Rightclick them on a configurable block to store the model and particle configurations on the item. Click them on another block to apply that configuration there. To clean the instructions, shift+rightclick.

The final Item in this mod are the Infinity Binoculars:

Click the block with them to toggle infinite render bounds. That means that your block will always be rendered, even if the bounding box is not in view. Note that this will obviously increase the load on your system.

Lastly, if you click the blocks with a chest in your hand, the chest will be integrated into the block, allowing it to function as an inventory. So the blocks don't just look good, but also have a little bit of practical use :P

Custom models
This is the special part of the mod:
Users can add their custom models either by different methods.
If you're a developer, you can simply create an addon for this mod. If you do that, you can even use the API to save your models as custom configurations in the preset list.
However, the use of a custom resourcepack will also allow you to make your own (or others) .obj files available to Minecraft. It's probably best to put these models and custom textures (yes you can add those too) in a subfolder of "assets". Preferably not inside "assets/minecraft" :P

Some things to keep in mind about custom obj files:
The Advanced Model Loader of forge is a bit picky about the models you parse it.
Your custom models may either have only triangular faces or rectangular. No more than 4 edges and no mixing. For optimal results, tell blender to triangulate the faces on export. That way nothing can go wrong (don't quote me on that xD )
Secondly, the parts of the obj model must not contain a '.' in their name. However, blender does that automatically. Adding just a second cube mesh results in the name Cube.001. Take care to rename them, or the model loader won't be able to parse them. I'd advise the use of underscores.
And lastly: Blender is a bit derpy, and considers two connected vertices (a line) a face. which means that your obj file may contain faces made up of only 2 vertices.

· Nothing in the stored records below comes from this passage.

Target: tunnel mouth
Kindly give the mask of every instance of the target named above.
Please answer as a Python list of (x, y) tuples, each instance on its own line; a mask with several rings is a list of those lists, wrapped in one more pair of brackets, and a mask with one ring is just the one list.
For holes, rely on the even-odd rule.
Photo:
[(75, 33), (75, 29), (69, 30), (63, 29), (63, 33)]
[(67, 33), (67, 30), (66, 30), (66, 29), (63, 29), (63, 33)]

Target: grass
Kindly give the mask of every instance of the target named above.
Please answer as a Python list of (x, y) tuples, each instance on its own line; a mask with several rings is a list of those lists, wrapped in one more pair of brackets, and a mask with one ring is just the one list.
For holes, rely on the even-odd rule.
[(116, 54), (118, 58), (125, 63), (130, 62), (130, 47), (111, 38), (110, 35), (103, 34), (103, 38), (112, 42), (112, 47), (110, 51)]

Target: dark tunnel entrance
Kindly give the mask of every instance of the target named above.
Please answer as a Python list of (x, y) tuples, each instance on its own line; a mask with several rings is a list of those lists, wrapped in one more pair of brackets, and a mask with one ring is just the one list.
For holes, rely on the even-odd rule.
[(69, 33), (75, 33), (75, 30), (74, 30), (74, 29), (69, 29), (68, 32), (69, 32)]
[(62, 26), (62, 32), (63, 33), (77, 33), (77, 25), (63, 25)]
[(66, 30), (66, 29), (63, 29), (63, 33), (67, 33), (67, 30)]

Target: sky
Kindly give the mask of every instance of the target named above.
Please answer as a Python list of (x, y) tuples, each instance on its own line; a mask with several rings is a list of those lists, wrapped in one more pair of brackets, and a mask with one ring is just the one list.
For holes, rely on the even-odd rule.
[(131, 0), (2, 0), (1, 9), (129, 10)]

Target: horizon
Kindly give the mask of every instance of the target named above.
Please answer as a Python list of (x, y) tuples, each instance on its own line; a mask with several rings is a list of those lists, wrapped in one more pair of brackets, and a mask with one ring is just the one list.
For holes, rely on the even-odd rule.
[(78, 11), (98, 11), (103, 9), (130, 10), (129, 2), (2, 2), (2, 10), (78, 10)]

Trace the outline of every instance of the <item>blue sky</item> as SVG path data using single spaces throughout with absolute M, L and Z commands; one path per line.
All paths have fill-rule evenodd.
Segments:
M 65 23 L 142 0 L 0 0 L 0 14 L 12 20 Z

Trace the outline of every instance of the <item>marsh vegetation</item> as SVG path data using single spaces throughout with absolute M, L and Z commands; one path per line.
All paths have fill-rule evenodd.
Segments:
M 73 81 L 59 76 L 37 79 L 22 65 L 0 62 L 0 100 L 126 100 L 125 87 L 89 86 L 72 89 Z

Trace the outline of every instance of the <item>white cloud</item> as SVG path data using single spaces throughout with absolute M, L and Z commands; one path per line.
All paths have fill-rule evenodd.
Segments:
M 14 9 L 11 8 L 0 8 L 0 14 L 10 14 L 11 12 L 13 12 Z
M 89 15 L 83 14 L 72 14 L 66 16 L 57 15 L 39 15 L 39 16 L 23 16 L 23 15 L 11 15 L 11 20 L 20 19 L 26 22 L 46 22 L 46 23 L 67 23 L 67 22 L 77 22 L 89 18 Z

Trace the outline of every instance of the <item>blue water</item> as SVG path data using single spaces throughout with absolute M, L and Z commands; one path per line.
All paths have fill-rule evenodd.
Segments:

Since these aren't really faces, the model loader doesn't like them. And while it may seem like a huge effort to open your .obj file in a texteditor and look for those 'fake'-faces, they are always at the bottom of the faces of each object, because blender sorts faces by the amount of vertices. These thankfully don't occur to often, ideally never, if you know what you're doing on modelling and you don't leave "residue" vertices

Bugs

That way nothing can go wrong


If it does, however happen, please submit a bug report.
The most ideal way to do that is on my GitHub:
For 1.6.4
For 1.7.2
If you don't wanna do it there, post it in this thread, however I look here less than on GitHub.
Either way, make sure that you include in your report:
The Version of Minecraft, of Forge and the Crash Report (if you got one) as well as other mods you installed.

Legal Stuff
This mod is licensed under Creative Commons 3.
Short Version: You are free to use this mod and it's code, but be so kind as to say where you got it ;D
Also, you are free to use this in any modpack. Enjoy yourselves!